Hermione positively beamed at him. For a moment, he smiled back, wishing that she would never stop smiling like that at him. She had always been so supportive, and he loved having her in his cheering squad. She slowly let her smile fade and she rummaged around her purse for a moment. She pulled out a set of muggle keys and placed them on the table.

"It is interesting, Harry, that every key here has a place where it was recorded into a book at it's creation," Hermione said slowly as her fingers touched the keys. She looked up from the keys to Harry's face. "Did you know that? Every key that was ever made is written in a log book, kept on record."

"No, I didn't know," Harry said to her slowly as he shook his head. "I don't understand." Hermione sighed. This really was harder than she thought it would be, and she knew it was going to be hard.

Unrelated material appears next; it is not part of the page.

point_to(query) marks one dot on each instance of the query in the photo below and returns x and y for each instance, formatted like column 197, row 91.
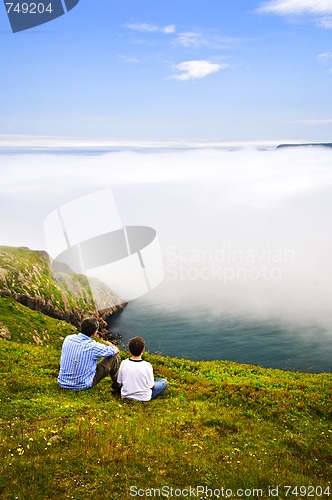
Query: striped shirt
column 78, row 361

"Ok," Hermione said as she bit her bottom lip, deep in thought. "Harry, is it wrong to steal?"

"Yes, of course," Harry said immediately.

"Ok, is it wrong to steal a loaf of bread to feed a starving family?" Hermione asked.

"Uh," Harry said slowly. He had no idea where this was going, and it was giving him a little bit of a headache. "Well, in that case no."

"You just said that steal is wrong," Hermione reminded him.

"Yes, but there are instances where it is…"

"Less wrong?" Hermione completed.

"Yeah," Harry said nodding.

"So, things are sometimes done because they are less wrong, for the greater good of the people," Hermione summarized. She smiled at him. "I learned a lot during that time you banished me to the Hall of Records, they are incredible precise and exact."

"The Hall of Records?" Harry asked slowly. His mind turned it over, the keys still between them. Every key ever created was recorded in the muggle world. "Hermione, what other kinds of information do they archive in the Hall of Records?"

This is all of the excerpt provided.